"Because we belong to the Earth, all people have the right to be able to choose their place of residence, to stay where she lives, or to move and settle freely without constraints on any part of the Earth."

Déclaration Internationale des Droits des Migrants (IMBR)


Déclaration Internationale des Droits des Migrants (IMBR)[1]
Le « International Migrant Bill of Right » est un projet porté par des étudiants de l’Université Américaine du Caire, Le Centre de Droit de l’Université de Georges Town et l’Université juive de Jérusalem. Depuis plusieurs années, ces étudiants ont récolté tous les textes juridiques dans le monde qui ont traits aux migrations, et aujourd’hui ils proposent un texte unique. Dans ce texte ils intègrent des commentaires et l’objectif du travail est d’élargir les droits aujourd’hui reconnus aux migrants par les Etats.
Ce travail se distingue de la Charte dans le sens où il part des textes juridiques internationaux et très peu des revendications des migrants eux-mêmes.

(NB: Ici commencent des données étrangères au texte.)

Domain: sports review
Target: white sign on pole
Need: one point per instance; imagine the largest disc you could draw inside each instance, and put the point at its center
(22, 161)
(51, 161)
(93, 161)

Déclaration Internationale des Droits des Migrants (IMBR) et Charte Mondiale des Migrants (CMM). Plusieurs droits similaires mais des processus différents[2]

L’essentiel des dispositions reprenant les droits des migrants tels qu’ils doivent être reconnus aujourd’hui sont similaires dans les deux projets (articles 1 à 18 de la déclaration internationale des droits des migrants).
La CMM se distingue cependant par plusieurs caractéristiques qui au final en font un processus participatif a l’initiative des personnes concernées et ne reprenant pas forcément les impératifs d’ordre politique qui ménagent en premier lieu les intérêts des Etats.
En effet, le projet de la CMM parait plus audacieux que celui de l’IMBR, dans le sens où les principes de liberté de circulation et d’installation des personnes migrantes, se trouvent au cœur même du processus. La CMM ne se préoccupe pas des impératifs de souveraineté nationale et de contrôle des frontières, ni de la sauvegarde de « l’identité nationale » et préfigure ainsi une nouvelle organisation politique, culturelle et administrative qui devrait permettre de faire de notre monde un endroit où circulent les idées, les informations, les biens et services mais essentiellement les êtres humains.
Une autre caractéristique du projet de la CMM est le fait qu’il est revendicatif. Les initiateurs, qui sont des migrants de différents continents, tendent a provoquer à travers la Charte un changement de paradigmes quant aux représentations qu’on se fait aujourd’hui des questions d’identité et de nationalité, notamment du principe de préférence nationale qui est appelé à disparaitre devant les processus d’intégrations régionales (ex de l’Union Européenne) et de l’augmentation de la circulation et d’installation des personnes dans différentes régions du monde ainsi que des familles mixtes de plus en plus nombreuses avec des enfants grandissant de plus en plus dans des milieux multi-culturels, ce qui nous pose également devant le défi d’inventer de nouveaux droits et ne pas se contenter d’énumérer les droits existants qui sont, d’ailleurs, peu respectés.   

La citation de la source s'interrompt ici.